Is this some recent behavioral change, forged in unhappiness, anger, guilt? she wonders. Or maybe it’s always been there and she’s just missed it, along with so much else.

Once again the inadequacy of her knowledge of him looms before her, a crash-test dummy of maternal defeat. Of course, there have been victories, too, along the way, but in the parenting game victories and defeats never do feel or mean the same thing. They are not equal in terms of consequence. This is something that Dwight has never owned up to: he’s a man who has mistaken defeat for victory too many times to count. Which only makes Sam’s decision to seek him out in California that much harder for her to accept. Why? Looking for what? Safety? Absolution? A big brother in disgrace? Did he find any or all of it?

She will be the last to know. The only certain thing is that, sure as she’s his mother, his not coming to her first is a judgment on her as a mother. She can feel the weight of his verdict without yet knowing the sentence imposed, the cost. Though that knowledge is inevitable, she has no doubt.

“Dean Burris will see you now.”

Ruth looks up. The woman, dignified grandmother that she is, standing there, smiling down at them, a much older version of those pretty little girls in the photographs on her desk. And anyone can see that the sentiment behind her smile is not false. That it is sincere. It must be genetic, then, a smile like this, a sense of family like this, some lovely tree whose curled roots reach deep down into time past, all the generations pulling for one another, and whose strong, healthy branches grow out into the time to come, the time not yet known, ready to bear fruit.
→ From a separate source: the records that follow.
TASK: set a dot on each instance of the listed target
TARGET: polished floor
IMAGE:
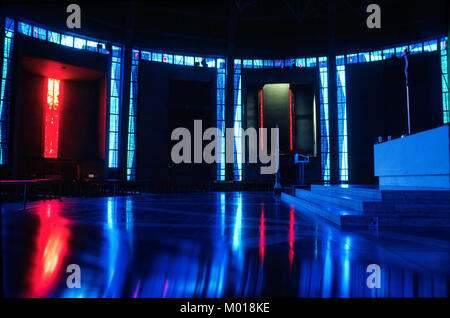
(246, 244)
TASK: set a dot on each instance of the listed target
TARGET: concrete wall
(419, 160)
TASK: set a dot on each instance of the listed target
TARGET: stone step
(356, 191)
(372, 193)
(399, 207)
(345, 201)
(347, 218)
(330, 212)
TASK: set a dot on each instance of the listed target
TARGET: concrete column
(229, 89)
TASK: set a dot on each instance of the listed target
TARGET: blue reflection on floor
(246, 244)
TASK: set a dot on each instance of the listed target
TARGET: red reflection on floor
(51, 249)
(262, 239)
(51, 119)
(291, 236)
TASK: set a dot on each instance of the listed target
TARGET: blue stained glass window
(376, 56)
(156, 57)
(39, 33)
(69, 41)
(221, 63)
(430, 46)
(399, 51)
(24, 28)
(79, 43)
(311, 62)
(300, 63)
(364, 57)
(351, 59)
(53, 37)
(268, 63)
(189, 60)
(198, 60)
(247, 63)
(91, 46)
(279, 63)
(388, 53)
(257, 63)
(288, 62)
(415, 48)
(179, 59)
(146, 55)
(66, 40)
(168, 58)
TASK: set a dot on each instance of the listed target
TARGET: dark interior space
(93, 203)
(304, 85)
(377, 106)
(171, 97)
(81, 148)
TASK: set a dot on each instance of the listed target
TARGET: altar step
(362, 206)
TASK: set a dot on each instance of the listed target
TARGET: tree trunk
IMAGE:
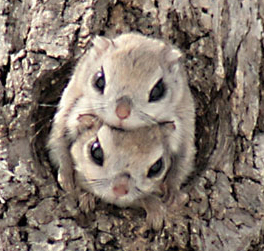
(40, 42)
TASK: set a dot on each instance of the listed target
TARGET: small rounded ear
(101, 44)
Or else it’s just a smile.

In any event, Ruth can see in the woman’s face—interesting, isn’t it, how this once and future smile manages to hold so many questions—that Sam is both a prize and a consternation to her: what can this nice-looking young man have done wrong?

Ruth gets to her feet. She makes sure that her purse strap is on her shoulder, and then she gives her son the look that says
It’s time to stand up
. And he stands up. No, she hasn’t completely lost control. He unfolds his legs and becomes taller than her again, more powerful, despite his frightened, flicking eyes.